An industrial facility needed to heat 2,600 gpm of water to 60°F from 35°F to prepare it for biological treating. The site had no existing steam or other thermal loads generating low-level heat. The only major sources of energy available were pipeline natural gas and electricity.
Both the water rate and temperature varied seasonally. In addition, contaminants made the water highly fouling. An initial experiment using a small direct-fired heater quickly failed due to high fouling rates.
Liquid velocity and liquid temperature affect fouling -- the faster the velocity and the lower the temperature, the lower the fouling rate. Usually the most important temperature in exchanger fouling in a heater, is the film temperature of the fouling fluid, not the bulk temperature. Fire-exposed tube heaters have high fireside metal temperatures, which lead to high film temperatures. The high film temperatures created extremely high fouling rates.
Water rate variations made the problem worse. Occasional low flows decreased velocity and increased residence time in the heater. Low velocity allows fouling to stick more readily. Long residence time results in rapid fouling because liquid stays longer in the high-temperature liquid film.
Techniques for raising velocity and residence time include using multiple small heaters and recirculation systems. Multiple units boost capital requirements. Recirculating some hot water from the outlet fluid back to the inlet increases velocity and decreases residence time but elevates water temperature. The benefits, or costs, of circulation systems depend on the tradeoff between velocity and time versus temperature.
The site leaned toward a steam generator system, particularly because of the operating company's experience (and comfort) with steam systems at other sites.
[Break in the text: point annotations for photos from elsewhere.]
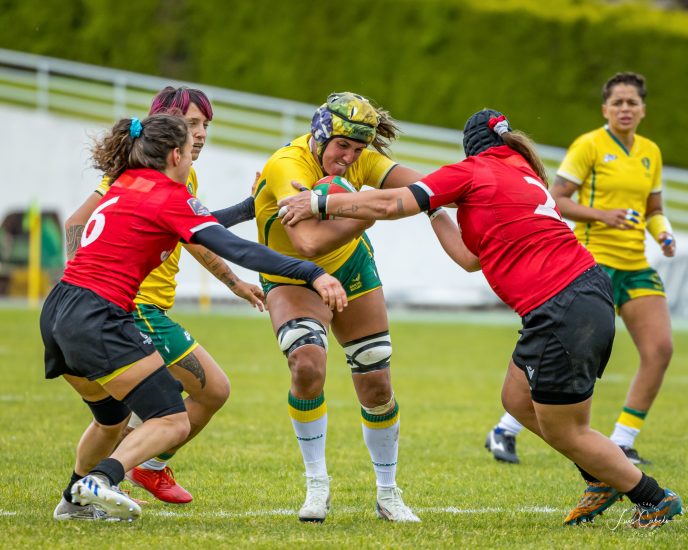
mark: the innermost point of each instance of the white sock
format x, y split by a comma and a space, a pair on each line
624, 436
383, 446
312, 437
509, 424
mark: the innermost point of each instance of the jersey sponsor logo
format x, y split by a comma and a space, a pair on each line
197, 207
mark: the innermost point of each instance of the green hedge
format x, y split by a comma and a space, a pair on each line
430, 61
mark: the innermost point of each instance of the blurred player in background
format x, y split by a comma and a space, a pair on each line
341, 131
87, 325
513, 231
617, 175
204, 381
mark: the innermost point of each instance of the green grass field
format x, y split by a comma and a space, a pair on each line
245, 469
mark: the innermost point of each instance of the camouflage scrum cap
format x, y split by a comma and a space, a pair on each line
481, 131
347, 115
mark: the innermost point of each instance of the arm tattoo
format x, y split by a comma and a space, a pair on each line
193, 365
73, 238
219, 268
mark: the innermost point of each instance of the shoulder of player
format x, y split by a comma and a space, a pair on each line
647, 143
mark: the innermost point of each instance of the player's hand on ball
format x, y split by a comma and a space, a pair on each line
668, 244
297, 207
331, 291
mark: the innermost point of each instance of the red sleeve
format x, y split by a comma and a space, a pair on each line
184, 214
449, 184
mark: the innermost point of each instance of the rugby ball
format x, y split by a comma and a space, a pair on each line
330, 185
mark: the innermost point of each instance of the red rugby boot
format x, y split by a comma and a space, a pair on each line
160, 484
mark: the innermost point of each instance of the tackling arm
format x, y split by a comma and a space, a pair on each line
75, 224
222, 272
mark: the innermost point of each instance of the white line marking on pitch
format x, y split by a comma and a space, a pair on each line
351, 510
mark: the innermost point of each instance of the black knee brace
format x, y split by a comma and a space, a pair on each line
108, 411
158, 395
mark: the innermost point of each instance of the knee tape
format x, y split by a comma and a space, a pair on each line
158, 395
108, 411
301, 332
369, 353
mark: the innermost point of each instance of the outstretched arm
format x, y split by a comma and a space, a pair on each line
240, 212
385, 204
260, 258
214, 264
563, 190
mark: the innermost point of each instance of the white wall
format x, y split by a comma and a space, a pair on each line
46, 157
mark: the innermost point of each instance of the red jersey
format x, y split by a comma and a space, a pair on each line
135, 227
510, 221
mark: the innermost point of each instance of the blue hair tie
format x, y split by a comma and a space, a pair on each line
135, 127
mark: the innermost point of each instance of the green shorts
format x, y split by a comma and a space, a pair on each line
171, 339
358, 275
634, 284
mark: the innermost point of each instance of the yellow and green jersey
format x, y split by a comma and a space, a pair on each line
158, 289
295, 162
610, 176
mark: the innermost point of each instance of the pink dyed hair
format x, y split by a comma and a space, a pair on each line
171, 99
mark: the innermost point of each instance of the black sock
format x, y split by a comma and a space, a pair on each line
67, 493
111, 468
586, 476
647, 491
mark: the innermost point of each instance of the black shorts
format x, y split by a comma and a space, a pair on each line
566, 342
88, 336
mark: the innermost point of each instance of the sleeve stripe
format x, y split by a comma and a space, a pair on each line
425, 188
569, 177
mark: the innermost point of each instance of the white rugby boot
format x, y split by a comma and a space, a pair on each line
317, 502
391, 507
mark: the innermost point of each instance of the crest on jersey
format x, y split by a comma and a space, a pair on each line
197, 207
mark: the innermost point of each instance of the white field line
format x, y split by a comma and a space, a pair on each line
351, 510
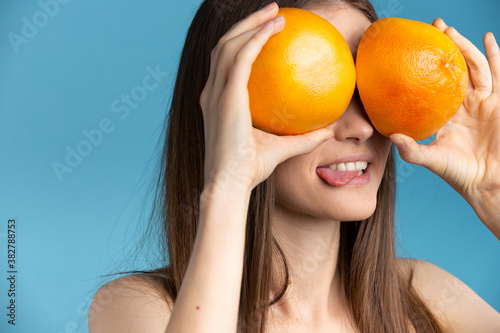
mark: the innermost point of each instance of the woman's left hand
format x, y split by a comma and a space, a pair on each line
466, 151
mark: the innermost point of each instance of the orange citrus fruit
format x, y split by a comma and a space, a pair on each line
411, 77
304, 77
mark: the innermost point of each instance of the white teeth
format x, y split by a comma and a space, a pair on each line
350, 166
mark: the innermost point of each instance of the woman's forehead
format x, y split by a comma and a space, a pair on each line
351, 23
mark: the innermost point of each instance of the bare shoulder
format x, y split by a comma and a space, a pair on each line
130, 304
456, 306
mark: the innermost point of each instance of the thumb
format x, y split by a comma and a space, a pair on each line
294, 145
409, 150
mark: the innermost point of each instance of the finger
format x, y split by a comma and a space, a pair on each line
439, 23
493, 55
480, 73
239, 73
226, 57
294, 145
409, 150
251, 22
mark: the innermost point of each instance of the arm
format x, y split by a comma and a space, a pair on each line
466, 152
237, 158
458, 306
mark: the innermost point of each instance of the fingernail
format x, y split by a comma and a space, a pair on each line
398, 142
269, 7
328, 138
268, 25
278, 19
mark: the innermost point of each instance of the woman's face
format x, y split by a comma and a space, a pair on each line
307, 184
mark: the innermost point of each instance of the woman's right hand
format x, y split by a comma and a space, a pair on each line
236, 154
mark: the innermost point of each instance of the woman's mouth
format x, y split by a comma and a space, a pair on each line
340, 174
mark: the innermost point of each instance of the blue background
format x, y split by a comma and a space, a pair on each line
64, 79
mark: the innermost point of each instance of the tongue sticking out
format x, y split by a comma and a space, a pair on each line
336, 178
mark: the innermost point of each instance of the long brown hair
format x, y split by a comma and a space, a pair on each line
379, 298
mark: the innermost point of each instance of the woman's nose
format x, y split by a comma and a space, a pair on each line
354, 125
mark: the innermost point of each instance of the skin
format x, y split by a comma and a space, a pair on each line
306, 220
463, 154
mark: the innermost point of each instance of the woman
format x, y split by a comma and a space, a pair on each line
255, 242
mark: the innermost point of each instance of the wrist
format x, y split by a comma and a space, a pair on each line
486, 204
225, 192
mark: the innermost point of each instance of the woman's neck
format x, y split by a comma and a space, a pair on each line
311, 248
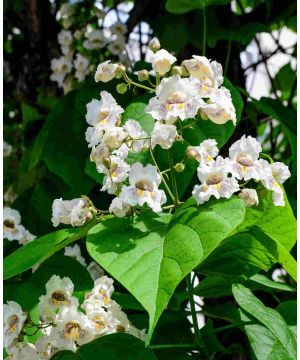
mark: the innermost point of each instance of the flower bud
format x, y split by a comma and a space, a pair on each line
154, 45
143, 75
191, 152
121, 69
249, 196
121, 88
177, 70
179, 167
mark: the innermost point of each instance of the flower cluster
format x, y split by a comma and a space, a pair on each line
79, 47
183, 96
12, 228
64, 325
219, 177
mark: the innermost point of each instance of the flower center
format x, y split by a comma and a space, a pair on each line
176, 98
244, 160
214, 179
9, 224
13, 323
59, 298
144, 186
73, 331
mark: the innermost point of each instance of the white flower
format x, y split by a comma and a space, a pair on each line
162, 61
154, 44
72, 328
7, 149
119, 207
215, 181
118, 28
279, 275
74, 212
103, 321
60, 68
106, 71
203, 69
114, 136
94, 135
12, 228
249, 196
105, 112
75, 252
27, 238
219, 108
95, 270
22, 351
102, 291
273, 175
99, 153
96, 40
175, 97
10, 195
143, 188
58, 296
205, 152
163, 135
65, 38
13, 319
45, 348
81, 65
137, 136
244, 154
116, 173
121, 152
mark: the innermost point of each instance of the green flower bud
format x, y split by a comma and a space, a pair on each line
122, 88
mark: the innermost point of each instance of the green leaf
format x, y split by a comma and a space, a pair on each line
270, 318
41, 249
151, 260
278, 222
183, 6
65, 149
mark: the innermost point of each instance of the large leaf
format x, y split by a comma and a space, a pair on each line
270, 318
110, 347
151, 260
276, 221
41, 249
183, 6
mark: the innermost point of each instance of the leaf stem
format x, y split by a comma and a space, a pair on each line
198, 336
162, 177
204, 33
227, 57
173, 178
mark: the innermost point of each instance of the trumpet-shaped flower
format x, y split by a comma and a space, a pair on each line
105, 112
163, 135
70, 212
58, 296
244, 154
119, 207
175, 98
143, 188
205, 152
215, 181
12, 228
162, 61
219, 108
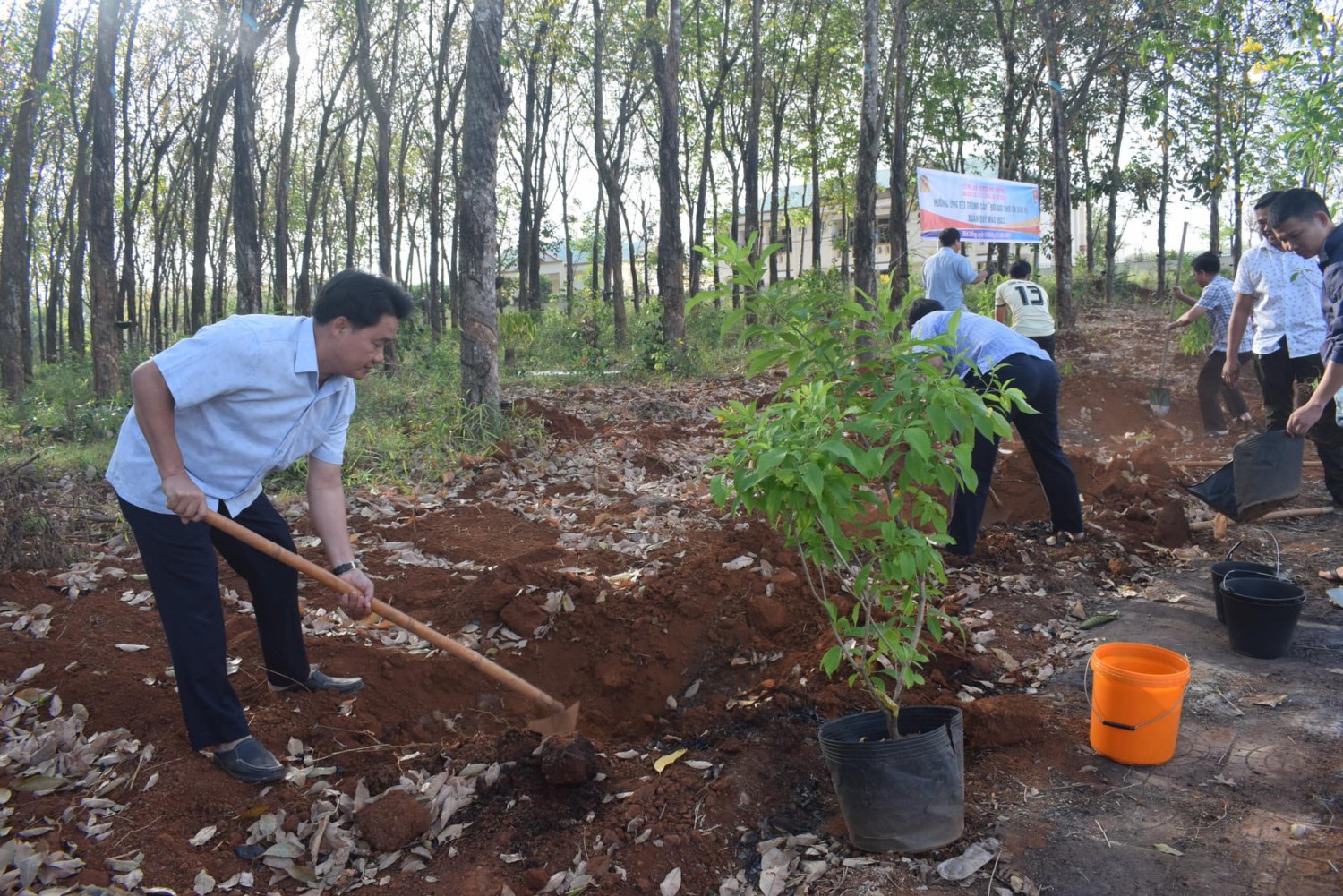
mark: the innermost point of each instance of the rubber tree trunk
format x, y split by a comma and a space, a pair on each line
751, 161
478, 265
246, 233
282, 166
1115, 171
869, 142
383, 118
15, 340
1063, 172
666, 72
899, 105
102, 258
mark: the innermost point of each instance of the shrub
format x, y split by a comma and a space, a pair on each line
851, 463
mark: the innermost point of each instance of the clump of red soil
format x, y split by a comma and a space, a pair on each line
394, 821
558, 423
569, 759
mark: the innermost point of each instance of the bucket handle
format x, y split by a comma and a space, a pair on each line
1278, 551
1120, 724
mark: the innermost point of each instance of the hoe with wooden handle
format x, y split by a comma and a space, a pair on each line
559, 721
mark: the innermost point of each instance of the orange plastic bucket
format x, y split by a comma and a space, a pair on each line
1135, 702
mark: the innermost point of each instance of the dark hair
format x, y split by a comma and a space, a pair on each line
1267, 199
1295, 203
362, 298
921, 308
1208, 263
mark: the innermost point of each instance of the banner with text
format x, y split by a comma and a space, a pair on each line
982, 209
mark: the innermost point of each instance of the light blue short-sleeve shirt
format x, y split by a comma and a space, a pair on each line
979, 340
945, 274
247, 402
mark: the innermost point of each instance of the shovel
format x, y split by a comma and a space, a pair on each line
1159, 399
559, 721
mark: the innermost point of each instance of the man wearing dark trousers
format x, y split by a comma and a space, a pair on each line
212, 415
1281, 290
1303, 225
985, 349
1216, 303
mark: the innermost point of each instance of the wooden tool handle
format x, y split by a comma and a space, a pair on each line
387, 611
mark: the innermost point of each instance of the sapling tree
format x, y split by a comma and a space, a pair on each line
851, 463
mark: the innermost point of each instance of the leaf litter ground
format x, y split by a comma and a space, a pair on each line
598, 568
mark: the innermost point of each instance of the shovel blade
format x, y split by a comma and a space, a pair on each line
1159, 399
559, 723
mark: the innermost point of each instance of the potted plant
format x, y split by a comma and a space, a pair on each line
851, 461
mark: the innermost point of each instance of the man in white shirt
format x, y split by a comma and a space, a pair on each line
947, 271
1283, 290
212, 415
1028, 305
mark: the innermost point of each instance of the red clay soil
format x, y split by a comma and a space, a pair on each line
665, 646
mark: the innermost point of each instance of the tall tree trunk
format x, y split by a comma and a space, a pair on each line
282, 166
204, 150
78, 252
485, 101
1165, 198
126, 286
384, 139
15, 340
666, 67
102, 257
751, 164
1115, 171
1063, 172
899, 222
246, 230
869, 142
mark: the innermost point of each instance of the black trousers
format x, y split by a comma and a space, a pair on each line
1213, 391
1039, 379
184, 576
1045, 343
1284, 379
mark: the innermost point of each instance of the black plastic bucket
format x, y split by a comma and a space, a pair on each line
1224, 567
899, 796
1262, 614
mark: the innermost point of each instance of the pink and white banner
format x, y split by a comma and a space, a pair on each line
982, 209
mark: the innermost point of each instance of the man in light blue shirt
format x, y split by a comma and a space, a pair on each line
947, 271
985, 349
212, 415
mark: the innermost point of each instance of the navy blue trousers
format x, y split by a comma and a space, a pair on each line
1039, 379
184, 576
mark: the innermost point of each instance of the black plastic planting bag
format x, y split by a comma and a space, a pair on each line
1265, 471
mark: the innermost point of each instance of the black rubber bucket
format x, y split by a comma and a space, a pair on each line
1225, 567
899, 796
1262, 614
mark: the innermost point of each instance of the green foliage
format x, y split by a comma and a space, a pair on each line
851, 463
59, 407
518, 330
1195, 338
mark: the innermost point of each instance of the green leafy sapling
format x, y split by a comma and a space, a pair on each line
851, 463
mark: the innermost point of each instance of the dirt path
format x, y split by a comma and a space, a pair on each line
599, 570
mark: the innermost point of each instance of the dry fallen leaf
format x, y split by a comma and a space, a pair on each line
671, 884
663, 762
1272, 702
203, 836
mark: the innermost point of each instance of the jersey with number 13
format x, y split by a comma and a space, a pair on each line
1029, 306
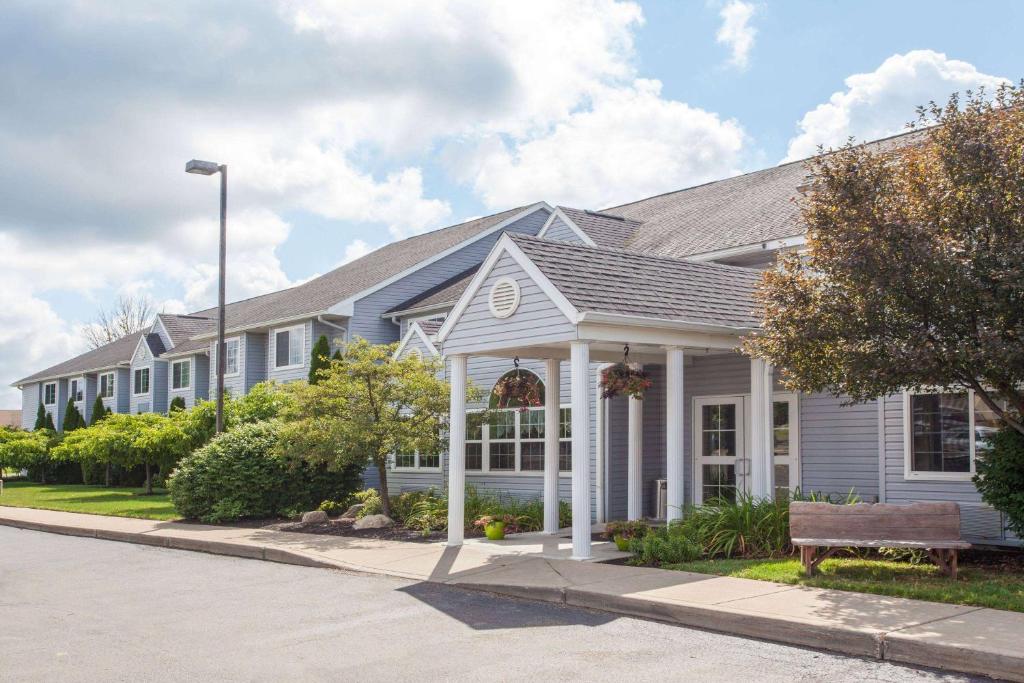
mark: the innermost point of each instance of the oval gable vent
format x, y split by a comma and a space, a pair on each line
504, 297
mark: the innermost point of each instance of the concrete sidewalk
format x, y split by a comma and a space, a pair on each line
966, 639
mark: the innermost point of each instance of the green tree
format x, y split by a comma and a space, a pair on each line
913, 272
367, 407
320, 358
24, 450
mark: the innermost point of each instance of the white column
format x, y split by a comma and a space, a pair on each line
674, 436
580, 370
457, 452
762, 469
634, 459
552, 404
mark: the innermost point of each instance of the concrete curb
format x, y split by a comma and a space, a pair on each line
893, 646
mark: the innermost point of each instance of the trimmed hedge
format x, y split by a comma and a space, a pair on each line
240, 474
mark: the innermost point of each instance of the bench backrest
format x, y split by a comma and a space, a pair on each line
876, 521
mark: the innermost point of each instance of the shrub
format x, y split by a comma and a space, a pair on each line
240, 474
664, 546
1000, 477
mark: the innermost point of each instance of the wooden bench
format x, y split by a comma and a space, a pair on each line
931, 526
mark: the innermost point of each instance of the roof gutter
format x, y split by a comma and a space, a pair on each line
642, 322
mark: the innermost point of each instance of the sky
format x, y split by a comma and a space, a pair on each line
347, 125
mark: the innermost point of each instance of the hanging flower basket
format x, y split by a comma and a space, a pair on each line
519, 390
621, 379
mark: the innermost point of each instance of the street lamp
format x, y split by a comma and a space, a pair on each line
209, 168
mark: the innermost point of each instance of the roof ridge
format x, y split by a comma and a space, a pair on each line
519, 237
766, 169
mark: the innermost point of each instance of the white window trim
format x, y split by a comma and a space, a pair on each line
134, 387
54, 385
484, 442
909, 474
181, 363
99, 385
302, 350
81, 384
238, 357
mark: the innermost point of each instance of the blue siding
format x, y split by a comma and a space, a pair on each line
31, 397
537, 319
367, 322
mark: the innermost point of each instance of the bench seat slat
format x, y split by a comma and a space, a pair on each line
859, 543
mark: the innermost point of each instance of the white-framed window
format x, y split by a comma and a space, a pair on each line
76, 389
107, 385
944, 434
181, 374
231, 355
289, 347
513, 442
140, 383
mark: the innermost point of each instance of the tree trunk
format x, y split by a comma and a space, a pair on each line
385, 499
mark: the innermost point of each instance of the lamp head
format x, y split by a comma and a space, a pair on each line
202, 167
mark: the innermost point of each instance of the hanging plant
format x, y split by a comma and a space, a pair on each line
518, 389
622, 379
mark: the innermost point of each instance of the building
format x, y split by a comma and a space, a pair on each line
556, 292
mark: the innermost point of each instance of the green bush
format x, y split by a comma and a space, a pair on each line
664, 546
1000, 477
239, 474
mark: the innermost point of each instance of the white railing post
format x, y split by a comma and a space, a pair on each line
580, 371
552, 413
762, 465
674, 436
457, 452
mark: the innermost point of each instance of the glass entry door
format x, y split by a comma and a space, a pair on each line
718, 444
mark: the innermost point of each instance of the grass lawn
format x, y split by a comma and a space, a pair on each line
983, 586
92, 500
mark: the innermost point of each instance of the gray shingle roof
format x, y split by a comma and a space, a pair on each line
182, 328
743, 210
109, 355
610, 281
604, 229
321, 293
445, 293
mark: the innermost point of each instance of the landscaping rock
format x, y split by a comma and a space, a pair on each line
313, 517
350, 512
373, 521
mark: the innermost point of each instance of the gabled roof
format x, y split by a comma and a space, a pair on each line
445, 293
182, 328
743, 210
317, 295
623, 283
603, 228
109, 355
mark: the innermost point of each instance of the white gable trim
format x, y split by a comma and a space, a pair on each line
347, 306
140, 344
568, 221
505, 245
415, 329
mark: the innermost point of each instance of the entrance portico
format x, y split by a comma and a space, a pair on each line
586, 310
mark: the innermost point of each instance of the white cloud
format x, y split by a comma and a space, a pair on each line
630, 143
736, 32
881, 102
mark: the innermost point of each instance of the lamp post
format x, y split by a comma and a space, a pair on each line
209, 168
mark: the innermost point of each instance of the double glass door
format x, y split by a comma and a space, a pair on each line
721, 459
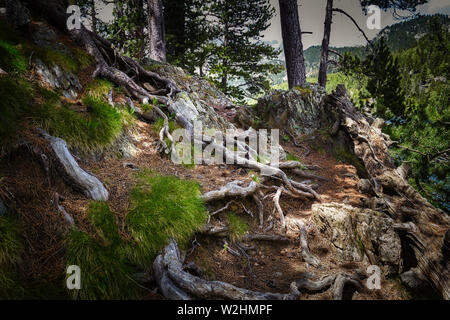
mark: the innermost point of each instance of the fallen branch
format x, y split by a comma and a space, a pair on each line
308, 257
201, 288
72, 172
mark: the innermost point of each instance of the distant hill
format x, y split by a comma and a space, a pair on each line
399, 36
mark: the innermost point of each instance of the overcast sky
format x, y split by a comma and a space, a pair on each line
312, 15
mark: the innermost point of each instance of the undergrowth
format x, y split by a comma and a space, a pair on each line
105, 273
11, 247
162, 207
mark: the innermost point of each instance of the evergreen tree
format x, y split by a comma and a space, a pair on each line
127, 31
241, 62
384, 82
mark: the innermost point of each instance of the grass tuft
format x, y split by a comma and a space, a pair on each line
163, 207
105, 273
11, 60
238, 227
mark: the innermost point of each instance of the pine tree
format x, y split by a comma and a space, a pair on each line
127, 31
241, 61
384, 82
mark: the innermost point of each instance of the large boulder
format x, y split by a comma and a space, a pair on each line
359, 234
298, 110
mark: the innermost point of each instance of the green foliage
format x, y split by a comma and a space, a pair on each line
162, 207
11, 247
98, 89
15, 102
11, 60
292, 157
126, 31
419, 81
238, 227
100, 129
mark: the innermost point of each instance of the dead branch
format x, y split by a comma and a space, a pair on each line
200, 288
308, 257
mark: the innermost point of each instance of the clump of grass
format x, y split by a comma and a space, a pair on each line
51, 57
98, 89
11, 247
238, 227
15, 102
99, 130
163, 207
11, 60
105, 273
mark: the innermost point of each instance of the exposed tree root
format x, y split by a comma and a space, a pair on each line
170, 263
308, 257
403, 203
72, 172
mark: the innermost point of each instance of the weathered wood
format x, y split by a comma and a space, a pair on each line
308, 257
73, 173
403, 202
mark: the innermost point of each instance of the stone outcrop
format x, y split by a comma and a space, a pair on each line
359, 234
298, 110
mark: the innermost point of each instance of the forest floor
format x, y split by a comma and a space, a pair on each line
273, 266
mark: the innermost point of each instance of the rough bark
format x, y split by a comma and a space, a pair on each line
73, 173
156, 31
403, 203
292, 42
308, 257
325, 44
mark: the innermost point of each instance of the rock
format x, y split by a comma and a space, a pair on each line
359, 233
297, 110
44, 36
378, 123
59, 79
18, 14
413, 279
365, 187
192, 108
3, 208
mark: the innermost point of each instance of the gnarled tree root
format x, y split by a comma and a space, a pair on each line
72, 172
188, 285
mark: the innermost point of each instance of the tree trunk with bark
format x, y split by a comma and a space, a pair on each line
292, 42
156, 31
325, 44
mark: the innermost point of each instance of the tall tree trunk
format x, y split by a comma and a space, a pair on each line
156, 31
325, 45
292, 41
175, 18
93, 17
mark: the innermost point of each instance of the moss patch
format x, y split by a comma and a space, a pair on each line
163, 207
11, 60
238, 227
Relatively low-pressure steam could provide the heat.
However, without infrastructure, even a modest steam system quickly becomes complex. The total system ends up including:
• water make-up pumping (from a drinking water system);
• water softening, including two skid-mounted units plus a brine tank, salt basin and associated equipment;
• boiler feedwater system;
• steam generators (two 50%-capacity skids);
• chemical treating (one skid); and
• steam condensers (four shells, to allow on-line cleaning) to heat the water.
One quick way to measure system complexity is to count the number of piping and instrumentation diagrams (P&IDs). The steam-driven heating system sprawled over 14 P&IDs. Even with most control done via programmable logic controllers (PLCs) integrated with the skid modules, the system would require a fair amount of field construction.
The prospect of a highly complex unit for an apparently simple task leads to a natural question: "Is there a simpler and cheaper way to do this job?" We quickly checked other options.
A hot oil system became a leading contender. It's relatively simple and requires little maintenance. The key equipment include a surge drum, circulating pump, fired heater and hot-oil/water exchanger. The entire system requires only four P&IDs. The controls also are much simpler and reside in the PLC on the unit's single major module. Plus, fuel costs are slightly lower.
However, the hot oil system gives a higher average film temperature in the water heater. Because the hot oil uses sensible heat, inlet temperature exceeds steam condensing temperature. So, fouling rates are higher.
The choice becomes (A) a cheaper and simpler system with higher fouling rates or (B) a more expensive and complex system with minimum fouling rates. The unknown maintenance costs of the two options further complicate the decision.
The final recommendation was to use the hot oil system -- but to design the final water exchangers to both minimize fouling and make them as easy as possible to clean.